Maybe it's because the two of them share similar ideals of wanting to help people that makes Sanji able to identify with Chopper's pain. And maybe it's because they both believe that strength is built on the foundation of good health; after all, without good health how can one continue the strength to carry on further? And maybe it's also because when they both think about the people who touched their lives in the past, and remember they both did something to those special people that a normal person would never forgive them for (because in a way they both took away the dreams of those special people), they both get very emotional. But maybe, just maybe, it's because both of them have made indirect promises to their heroes – I will achieve your dream, because your dream is mine as well.
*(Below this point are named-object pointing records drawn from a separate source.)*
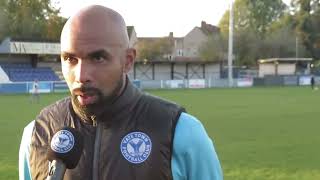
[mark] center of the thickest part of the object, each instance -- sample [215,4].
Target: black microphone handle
[56,170]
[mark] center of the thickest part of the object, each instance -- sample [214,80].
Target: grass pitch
[259,133]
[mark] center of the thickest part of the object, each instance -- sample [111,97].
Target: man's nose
[82,72]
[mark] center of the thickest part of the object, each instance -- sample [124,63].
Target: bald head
[95,24]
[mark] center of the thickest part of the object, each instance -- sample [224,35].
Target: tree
[253,22]
[35,19]
[253,15]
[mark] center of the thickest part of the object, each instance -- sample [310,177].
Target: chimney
[203,24]
[171,35]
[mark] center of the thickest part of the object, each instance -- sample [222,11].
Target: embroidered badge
[136,147]
[62,141]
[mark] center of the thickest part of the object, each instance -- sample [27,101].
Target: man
[35,97]
[127,133]
[312,82]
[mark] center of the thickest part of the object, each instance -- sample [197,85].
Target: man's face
[93,67]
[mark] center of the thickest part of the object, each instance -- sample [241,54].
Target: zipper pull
[94,120]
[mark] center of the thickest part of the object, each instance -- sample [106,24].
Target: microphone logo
[62,141]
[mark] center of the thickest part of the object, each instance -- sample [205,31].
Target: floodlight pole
[230,45]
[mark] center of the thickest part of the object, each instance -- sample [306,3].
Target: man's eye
[69,59]
[98,58]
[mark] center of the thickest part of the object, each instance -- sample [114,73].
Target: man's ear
[130,57]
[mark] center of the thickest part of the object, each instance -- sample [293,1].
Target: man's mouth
[86,99]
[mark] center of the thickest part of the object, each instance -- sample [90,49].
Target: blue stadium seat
[25,72]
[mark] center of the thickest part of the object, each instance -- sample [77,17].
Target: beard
[102,103]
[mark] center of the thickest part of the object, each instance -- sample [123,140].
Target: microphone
[64,153]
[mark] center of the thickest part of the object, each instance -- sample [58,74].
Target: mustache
[85,90]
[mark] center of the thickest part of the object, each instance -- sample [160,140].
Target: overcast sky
[156,18]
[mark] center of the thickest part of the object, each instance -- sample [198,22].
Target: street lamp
[230,45]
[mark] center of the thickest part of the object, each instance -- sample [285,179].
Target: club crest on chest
[136,147]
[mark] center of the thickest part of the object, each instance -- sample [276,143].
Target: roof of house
[273,60]
[209,29]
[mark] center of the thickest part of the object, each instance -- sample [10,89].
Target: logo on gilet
[136,147]
[62,141]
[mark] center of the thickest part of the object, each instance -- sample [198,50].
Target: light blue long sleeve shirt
[193,158]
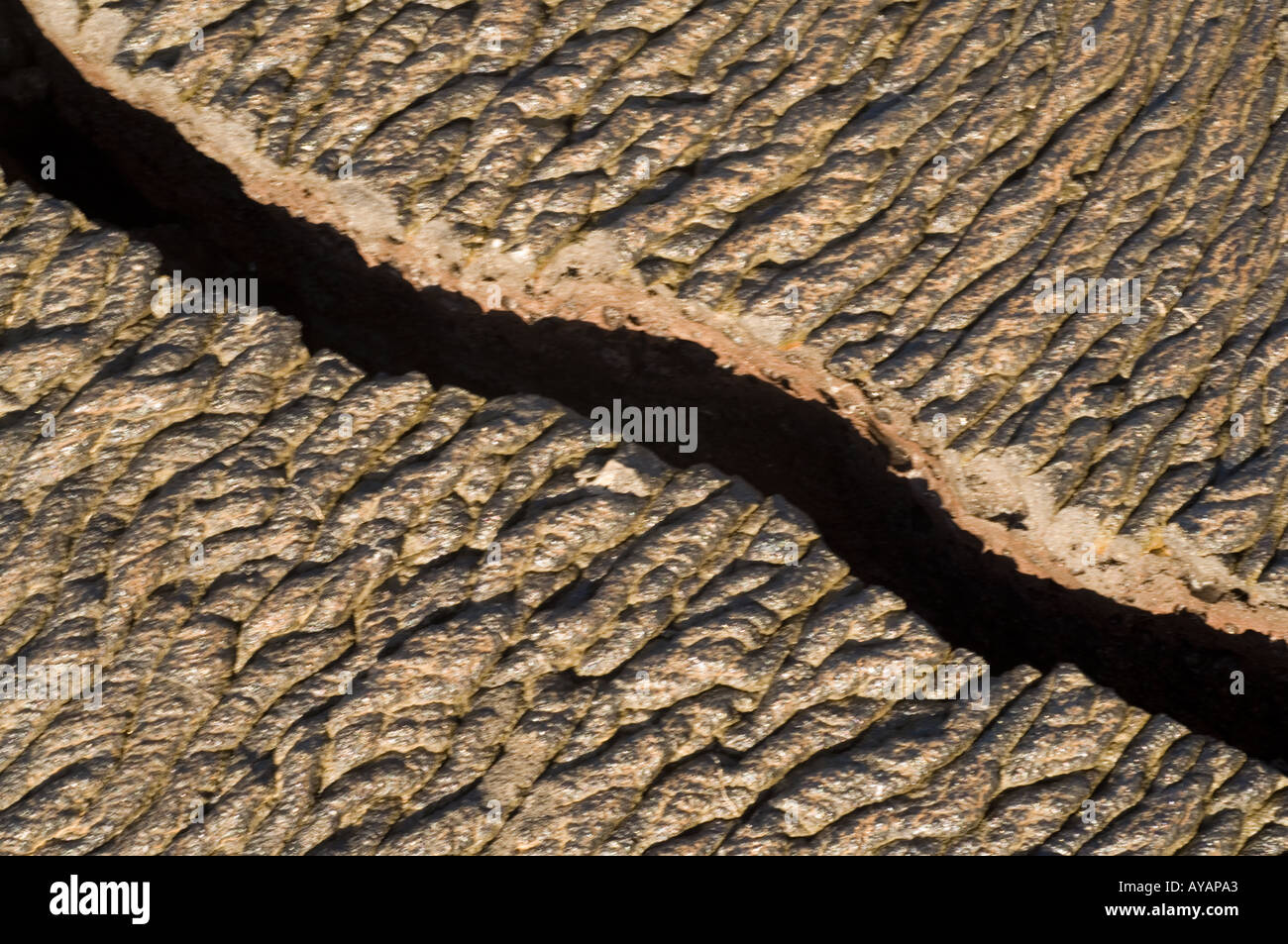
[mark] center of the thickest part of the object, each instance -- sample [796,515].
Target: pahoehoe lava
[133,170]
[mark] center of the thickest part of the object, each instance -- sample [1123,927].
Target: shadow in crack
[132,170]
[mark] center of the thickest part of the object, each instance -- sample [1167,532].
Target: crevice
[134,171]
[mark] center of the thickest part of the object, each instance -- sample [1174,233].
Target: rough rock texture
[347,613]
[853,197]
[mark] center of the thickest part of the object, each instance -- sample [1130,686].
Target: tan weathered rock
[855,198]
[348,613]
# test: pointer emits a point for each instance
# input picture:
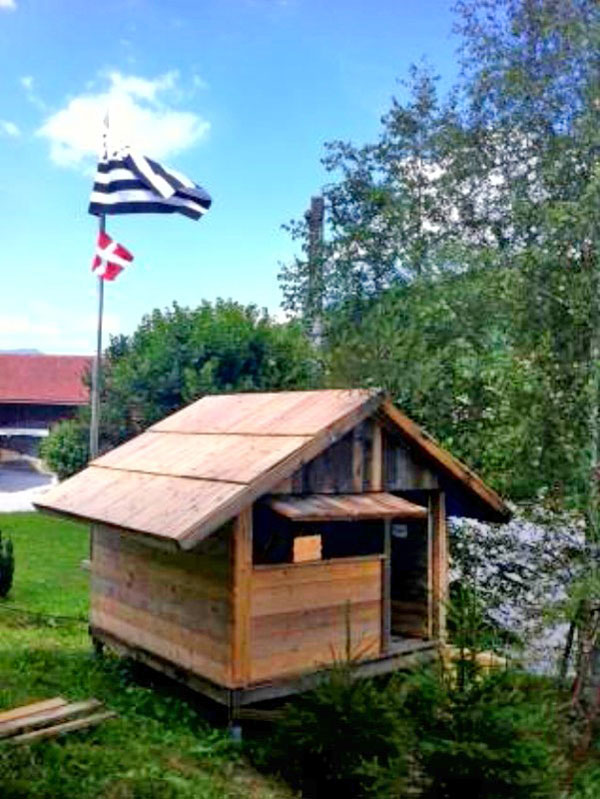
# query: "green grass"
(159, 746)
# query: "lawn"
(161, 744)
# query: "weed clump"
(7, 565)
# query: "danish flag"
(110, 258)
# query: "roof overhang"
(345, 507)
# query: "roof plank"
(157, 505)
(302, 413)
(229, 458)
(345, 507)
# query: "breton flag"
(110, 258)
(129, 183)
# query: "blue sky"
(240, 95)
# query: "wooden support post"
(358, 460)
(439, 564)
(242, 573)
(430, 567)
(376, 481)
(386, 594)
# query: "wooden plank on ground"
(47, 717)
(34, 707)
(60, 729)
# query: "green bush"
(332, 740)
(586, 784)
(7, 566)
(492, 736)
(66, 450)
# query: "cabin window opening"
(307, 548)
(279, 540)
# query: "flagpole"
(96, 369)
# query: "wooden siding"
(365, 459)
(174, 605)
(299, 615)
(346, 467)
(402, 471)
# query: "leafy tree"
(176, 356)
(495, 188)
(66, 450)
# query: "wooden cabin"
(249, 540)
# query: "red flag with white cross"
(110, 258)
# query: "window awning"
(345, 507)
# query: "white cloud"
(9, 128)
(141, 115)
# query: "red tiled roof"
(45, 379)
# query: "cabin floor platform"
(403, 654)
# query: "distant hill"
(21, 352)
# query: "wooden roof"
(345, 507)
(195, 470)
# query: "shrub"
(333, 740)
(7, 566)
(66, 450)
(495, 737)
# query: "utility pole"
(315, 220)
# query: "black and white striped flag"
(129, 183)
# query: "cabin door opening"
(407, 572)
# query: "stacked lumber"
(50, 718)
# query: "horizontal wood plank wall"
(175, 605)
(241, 552)
(401, 471)
(299, 615)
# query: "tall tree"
(498, 183)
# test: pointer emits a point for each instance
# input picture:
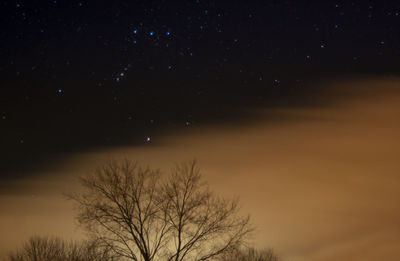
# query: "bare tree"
(56, 249)
(141, 216)
(250, 254)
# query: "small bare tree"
(141, 216)
(250, 254)
(56, 249)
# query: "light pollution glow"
(322, 184)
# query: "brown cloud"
(322, 184)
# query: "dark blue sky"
(80, 75)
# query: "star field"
(77, 75)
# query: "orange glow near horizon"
(320, 184)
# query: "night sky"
(81, 75)
(291, 105)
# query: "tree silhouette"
(56, 249)
(250, 254)
(141, 215)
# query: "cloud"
(320, 182)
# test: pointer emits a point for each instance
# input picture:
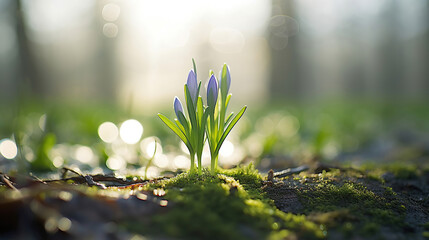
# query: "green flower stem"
(192, 156)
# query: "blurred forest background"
(128, 59)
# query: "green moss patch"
(229, 205)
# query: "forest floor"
(321, 202)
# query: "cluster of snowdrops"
(204, 121)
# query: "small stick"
(290, 171)
(7, 182)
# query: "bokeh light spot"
(8, 148)
(84, 154)
(116, 163)
(227, 149)
(131, 131)
(111, 12)
(110, 30)
(108, 132)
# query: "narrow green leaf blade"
(229, 128)
(174, 128)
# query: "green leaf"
(229, 118)
(227, 101)
(200, 110)
(195, 68)
(183, 122)
(191, 108)
(229, 128)
(180, 126)
(176, 130)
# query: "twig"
(290, 171)
(8, 183)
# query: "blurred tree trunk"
(106, 64)
(285, 79)
(29, 77)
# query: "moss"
(348, 200)
(229, 205)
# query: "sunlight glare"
(84, 154)
(161, 161)
(108, 132)
(116, 163)
(110, 30)
(8, 148)
(147, 147)
(227, 149)
(111, 12)
(131, 131)
(182, 162)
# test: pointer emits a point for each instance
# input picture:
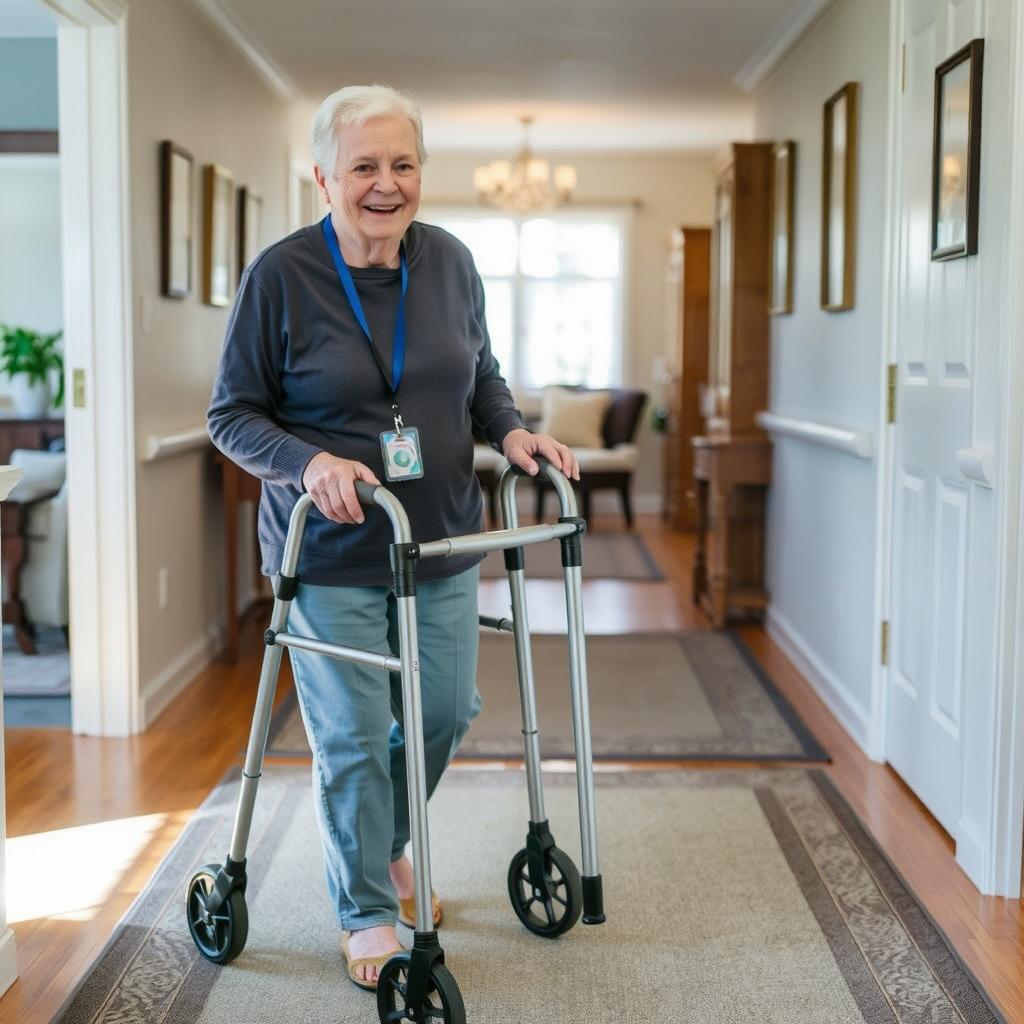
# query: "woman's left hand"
(519, 444)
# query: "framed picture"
(250, 226)
(956, 154)
(783, 178)
(219, 254)
(839, 200)
(176, 220)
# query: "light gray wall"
(825, 367)
(28, 84)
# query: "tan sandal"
(407, 911)
(377, 962)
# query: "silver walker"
(545, 887)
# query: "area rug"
(46, 673)
(605, 556)
(739, 896)
(694, 695)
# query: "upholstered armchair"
(607, 458)
(37, 581)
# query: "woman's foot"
(401, 878)
(372, 942)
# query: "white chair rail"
(164, 445)
(856, 442)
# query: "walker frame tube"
(578, 682)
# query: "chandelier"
(523, 185)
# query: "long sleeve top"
(297, 377)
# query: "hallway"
(153, 782)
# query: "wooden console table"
(237, 485)
(731, 477)
(13, 520)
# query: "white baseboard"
(850, 715)
(8, 961)
(162, 689)
(972, 855)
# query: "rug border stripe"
(930, 938)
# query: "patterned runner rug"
(697, 695)
(739, 896)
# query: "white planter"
(32, 398)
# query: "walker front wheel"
(551, 907)
(442, 1004)
(219, 935)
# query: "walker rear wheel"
(442, 1005)
(553, 907)
(219, 935)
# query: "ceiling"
(594, 73)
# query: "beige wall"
(673, 188)
(186, 85)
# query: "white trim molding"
(235, 33)
(92, 45)
(850, 715)
(164, 445)
(856, 442)
(777, 46)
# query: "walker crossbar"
(497, 540)
(388, 662)
(217, 915)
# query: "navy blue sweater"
(297, 377)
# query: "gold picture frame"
(250, 223)
(175, 220)
(839, 200)
(783, 188)
(219, 254)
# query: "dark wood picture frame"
(219, 242)
(250, 222)
(176, 224)
(783, 193)
(846, 218)
(967, 245)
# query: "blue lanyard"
(398, 349)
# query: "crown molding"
(235, 33)
(777, 46)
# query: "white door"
(936, 307)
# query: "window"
(554, 287)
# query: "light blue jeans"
(353, 719)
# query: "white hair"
(354, 105)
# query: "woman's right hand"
(331, 483)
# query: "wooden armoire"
(686, 368)
(732, 458)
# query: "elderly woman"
(357, 350)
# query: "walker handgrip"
(541, 463)
(365, 492)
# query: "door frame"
(100, 431)
(991, 861)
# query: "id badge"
(401, 454)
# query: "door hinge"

When the weeping toned down to just minor sniffling, the rest of the world waited for a response, so Sanji let out his deepest sigh that signaled the end of the night.
"Next time, I'll let you know when I'm going to put any mushrooms in our meals. And please, just help me by telling me if you don't want them or not."
Chopper's eyes became wetter and glossier when he saw Sanji's reassuring smile.
"I serve food to make people happy, remember?"